The Grand Chamber of the European Court of Human Rights (ECHR) in Strasbourg on Tuesday rejected a referral back to it of the case of Ireland v United Kingdom, refusing to revise its 1978 finding that the men had not been “tortured”.

The original decision of the ECHR found five interrogation techniques used against prisoners in the North during the Troubles, in August and October 1971, constituted “inhuman and degrading treatment”, in breach of Article 3 of the European Convention on Human Rights but did not rise to the level of “torture”.

In 2014, following an RTE broadcast The Torture Files on the handling of the case based on newly opened official archives in Kew, London, the Irish Government sought to have the case reopened. It wanted to challenge the “torture” finding. It claimed the new documents could have had a decisive influence on the court’s judgment had they been known to the court at the time of the judgment.

In March 2018, a restricted chamber of the full court rejected that request by six votes to one, with the Irish-appointed judge Siofra O’Leary dissenting. Tuesday’s decision of the full court confirmed that finding.

Interrogation techniques

The UK has argued that the new documents would not have affected the decision and that it was moot anyway because the techniques were no longer in use or to be used, and that the victims had been compensated in civil cases.

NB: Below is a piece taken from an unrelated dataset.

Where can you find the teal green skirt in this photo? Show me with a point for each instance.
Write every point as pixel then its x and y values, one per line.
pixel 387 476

The five interrogation techniques included: wall-standing stress position – the prisoners were forced to remain spreadeagled against the wall, with their fingers put high above their head against the wall, their legs spread apart and feet back, causing them to stand on their toes with the weight of the body mainly on the fingers. Other interrogation techniques were hooding, when a black or navy coloured bag was put over their’ heads; noise, when prisoners were held in a room where there was a continuous loud and hissing noise; sleep deprivation; and food and drink – a reduced diet during their stay at the centre and pending interrogations.

The Irish authorities argued in its case for the reopening, that at the time of the original case the UK had information within its possession, including medical reports from a testifying doctor demonstrating that the effects of the five techniques could be substantial, severe and long-lasting. While that government, through his evidence, had alleged that the effects were minor and short-term.

Ireland claimed the archive material also revealed the extent to which, at the relevant time, the UK had adopted and implemented a policy of withholding information from the court about key facts concerning the five techniques. This withheld information included that the use of the techniques had been authorised at ministerial level and their purpose in doing so. It allegedly showed a pattern of preventing the court from accessing the full truth about the five techniques.

The Grand Chamber endorsed the earlier finding that that the Government of Ireland had not demonstrated the existence of facts that were unknown to the court at the time or which would have had a decisive influence on the original judgment. There was therefore no justification to revise the judgment.

Campaign not over

Darragh Mackin solicitor for a number of Hooded Men said the disappointing decision was “no surprise” and it was hard not to think the court was “was hiding behind nuanced procedure to shield itself from the thorny issue at the heart of this case.”

For too long the original ruling has been used by international states as a “battering ram against human rights protections, when utilising torturous techniques,” he said.

However he said the campaign was not over and they awaited an Belfast court judgment in which the PSNI chief constable appealed a decision that “requires the identification and prosecution of those individuals whom perpetrated and authorised the techniques are held accountable.”

Minister for Foreign Affairs Simon Coveney noted the decision does not alter the 1978 judgment that the victims suffered inhuman and degrading treatment. He said the men had campaigned with “dignity and determination” for many years “to maintain human rights standards for all,” he said.

Amnesty Ireland said it still considered the men were tortured, research and legal manager Fiona Crowley said. She said the decision was not a finding the five techniques fall short of torture by today’s standards and if the case were heard afresh today was confident it would be deemed torture. She commended the State for persisting in its efforts.